Generally speaking, how can you tell how much vram a model will take? It seems to be a valuable bit of data which is missing from downloadable models (gguf) files.

Very rougly you can consider the Bs of a model as GBs of memory then it depends on the quantization level. Say for an 8B model:

- FP16: 2x 8GB = 16GB

- Q8: 1x 8GB

- Q4: 0.5x 8GB = 4GB

It doesn't 100% neatly map like this but this gives you a rough measure. In top of this you need some more memory depending on the context length and some other stuff.

Rationale for the calculation above: A model is basically a billions of variables with a floating number value. So the size of a model roughly maps to number of variables (weights) x word-precision of each variable (4, 8, 16bits..)

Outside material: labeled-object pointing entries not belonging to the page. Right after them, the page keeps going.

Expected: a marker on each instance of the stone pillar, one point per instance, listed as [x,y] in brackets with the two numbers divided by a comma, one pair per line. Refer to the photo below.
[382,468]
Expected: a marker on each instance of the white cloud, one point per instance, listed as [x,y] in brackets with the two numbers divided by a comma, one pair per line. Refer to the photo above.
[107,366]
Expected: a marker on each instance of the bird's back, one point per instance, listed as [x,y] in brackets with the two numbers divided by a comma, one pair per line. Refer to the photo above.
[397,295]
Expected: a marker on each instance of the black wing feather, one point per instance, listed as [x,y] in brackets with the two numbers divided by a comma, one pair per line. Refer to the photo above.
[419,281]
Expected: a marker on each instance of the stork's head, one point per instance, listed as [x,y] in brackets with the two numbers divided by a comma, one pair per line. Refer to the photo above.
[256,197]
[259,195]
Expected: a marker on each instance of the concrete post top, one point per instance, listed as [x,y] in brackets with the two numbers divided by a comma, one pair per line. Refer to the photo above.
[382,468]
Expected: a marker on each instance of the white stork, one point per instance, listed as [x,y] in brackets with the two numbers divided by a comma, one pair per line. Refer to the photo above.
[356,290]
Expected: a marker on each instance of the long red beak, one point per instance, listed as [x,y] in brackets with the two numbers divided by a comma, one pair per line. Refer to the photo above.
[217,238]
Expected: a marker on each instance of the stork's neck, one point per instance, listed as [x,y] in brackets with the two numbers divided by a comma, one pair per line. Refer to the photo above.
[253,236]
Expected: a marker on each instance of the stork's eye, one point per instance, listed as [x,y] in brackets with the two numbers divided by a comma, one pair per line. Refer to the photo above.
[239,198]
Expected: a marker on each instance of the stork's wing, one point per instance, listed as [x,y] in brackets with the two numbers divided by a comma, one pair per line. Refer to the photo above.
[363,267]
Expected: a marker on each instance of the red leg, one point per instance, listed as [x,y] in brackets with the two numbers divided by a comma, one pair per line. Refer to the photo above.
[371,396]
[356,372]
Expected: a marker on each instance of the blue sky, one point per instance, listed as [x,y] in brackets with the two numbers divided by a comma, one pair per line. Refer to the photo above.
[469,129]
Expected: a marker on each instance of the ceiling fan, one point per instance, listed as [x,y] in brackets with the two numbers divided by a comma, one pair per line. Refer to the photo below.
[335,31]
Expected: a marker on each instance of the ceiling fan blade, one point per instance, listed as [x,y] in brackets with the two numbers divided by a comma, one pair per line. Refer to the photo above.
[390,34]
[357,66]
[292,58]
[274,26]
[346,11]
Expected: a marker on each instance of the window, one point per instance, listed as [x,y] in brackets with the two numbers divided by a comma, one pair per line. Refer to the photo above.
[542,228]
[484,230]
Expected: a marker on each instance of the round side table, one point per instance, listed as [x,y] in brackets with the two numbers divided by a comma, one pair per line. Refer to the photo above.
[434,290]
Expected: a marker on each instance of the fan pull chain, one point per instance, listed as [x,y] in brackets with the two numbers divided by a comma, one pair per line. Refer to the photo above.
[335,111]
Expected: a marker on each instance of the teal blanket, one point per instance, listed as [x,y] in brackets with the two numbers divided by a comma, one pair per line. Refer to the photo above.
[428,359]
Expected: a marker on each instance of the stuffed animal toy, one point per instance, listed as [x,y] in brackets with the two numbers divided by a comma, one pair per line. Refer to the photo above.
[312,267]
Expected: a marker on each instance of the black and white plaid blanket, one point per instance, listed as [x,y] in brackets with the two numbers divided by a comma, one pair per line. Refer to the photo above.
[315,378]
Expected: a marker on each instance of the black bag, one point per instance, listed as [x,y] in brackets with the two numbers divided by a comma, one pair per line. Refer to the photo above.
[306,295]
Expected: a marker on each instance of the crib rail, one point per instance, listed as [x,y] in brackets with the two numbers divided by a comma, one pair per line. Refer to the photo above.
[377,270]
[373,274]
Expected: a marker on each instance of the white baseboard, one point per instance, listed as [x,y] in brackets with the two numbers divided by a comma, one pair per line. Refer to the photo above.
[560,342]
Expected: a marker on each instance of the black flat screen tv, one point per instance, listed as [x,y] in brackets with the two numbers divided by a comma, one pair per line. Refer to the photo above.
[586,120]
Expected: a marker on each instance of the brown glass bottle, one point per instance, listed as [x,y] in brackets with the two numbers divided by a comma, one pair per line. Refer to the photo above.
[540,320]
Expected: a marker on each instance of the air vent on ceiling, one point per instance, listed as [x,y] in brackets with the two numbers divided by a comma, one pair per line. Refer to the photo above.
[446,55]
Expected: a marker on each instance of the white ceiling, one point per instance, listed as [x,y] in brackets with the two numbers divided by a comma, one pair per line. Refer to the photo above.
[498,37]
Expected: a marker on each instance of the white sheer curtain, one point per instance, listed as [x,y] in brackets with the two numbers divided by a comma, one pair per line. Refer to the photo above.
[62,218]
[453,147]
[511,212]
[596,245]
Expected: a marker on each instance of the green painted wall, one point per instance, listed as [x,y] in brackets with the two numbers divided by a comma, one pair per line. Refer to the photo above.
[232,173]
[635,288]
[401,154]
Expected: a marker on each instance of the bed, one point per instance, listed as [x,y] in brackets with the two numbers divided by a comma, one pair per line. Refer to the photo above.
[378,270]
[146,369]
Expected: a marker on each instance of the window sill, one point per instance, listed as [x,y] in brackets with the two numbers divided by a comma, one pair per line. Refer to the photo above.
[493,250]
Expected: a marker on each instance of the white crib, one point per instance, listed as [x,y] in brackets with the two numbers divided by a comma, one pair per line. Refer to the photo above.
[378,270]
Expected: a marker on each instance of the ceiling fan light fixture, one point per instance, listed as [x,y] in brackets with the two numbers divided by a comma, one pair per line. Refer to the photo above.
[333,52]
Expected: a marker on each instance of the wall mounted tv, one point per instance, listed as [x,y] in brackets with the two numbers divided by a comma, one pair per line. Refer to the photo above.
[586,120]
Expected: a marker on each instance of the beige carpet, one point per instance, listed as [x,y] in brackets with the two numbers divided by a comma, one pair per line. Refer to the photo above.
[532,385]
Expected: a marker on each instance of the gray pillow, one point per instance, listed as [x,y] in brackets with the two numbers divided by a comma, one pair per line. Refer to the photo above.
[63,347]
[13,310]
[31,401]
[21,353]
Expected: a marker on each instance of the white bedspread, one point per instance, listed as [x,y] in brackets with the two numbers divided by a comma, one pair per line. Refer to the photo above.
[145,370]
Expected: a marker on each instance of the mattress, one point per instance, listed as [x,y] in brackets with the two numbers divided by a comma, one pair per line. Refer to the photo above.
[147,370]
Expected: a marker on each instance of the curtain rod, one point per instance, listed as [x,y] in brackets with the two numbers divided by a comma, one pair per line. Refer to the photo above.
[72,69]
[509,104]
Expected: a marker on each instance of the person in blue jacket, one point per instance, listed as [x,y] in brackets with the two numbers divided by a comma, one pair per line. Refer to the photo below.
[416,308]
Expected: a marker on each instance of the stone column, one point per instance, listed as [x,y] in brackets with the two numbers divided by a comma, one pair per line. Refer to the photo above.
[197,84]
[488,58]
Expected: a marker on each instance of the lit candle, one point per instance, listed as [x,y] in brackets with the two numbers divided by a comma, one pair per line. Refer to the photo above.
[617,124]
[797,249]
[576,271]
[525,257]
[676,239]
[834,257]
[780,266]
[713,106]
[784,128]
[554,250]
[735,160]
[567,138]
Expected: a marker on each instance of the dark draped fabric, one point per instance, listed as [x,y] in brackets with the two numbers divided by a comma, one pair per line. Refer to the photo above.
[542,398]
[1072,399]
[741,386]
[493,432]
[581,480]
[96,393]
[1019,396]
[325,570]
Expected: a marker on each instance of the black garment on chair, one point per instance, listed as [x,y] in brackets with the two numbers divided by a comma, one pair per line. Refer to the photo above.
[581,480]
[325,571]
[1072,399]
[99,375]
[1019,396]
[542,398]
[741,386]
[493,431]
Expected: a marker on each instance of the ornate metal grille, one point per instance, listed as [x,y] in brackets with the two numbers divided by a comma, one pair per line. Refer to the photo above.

You don't have to quantize all layers to the same precision this is why sometimes you see fractional quantizations like 1.58bits.

The 1.58bit quantization is using 3 values -- -1, 0, 1. The bits number comes from log_2(3) = 1.58....

For that level you can pack 4 weights in a byte using 2 bits per byte. However, there is one bit configuration in each that is unused.

More complex packing arrangements are done by grouping weights together (e.g. a group of 3) and assigning a bit configuration to each combination of values into a lookup table. This allows greater compression closer to the 1.68 bits value.

Depends on quantization etc. But there are good calculators that will calculate for your KV cache etc as well: https://apxml.com/tools/vram-calculator.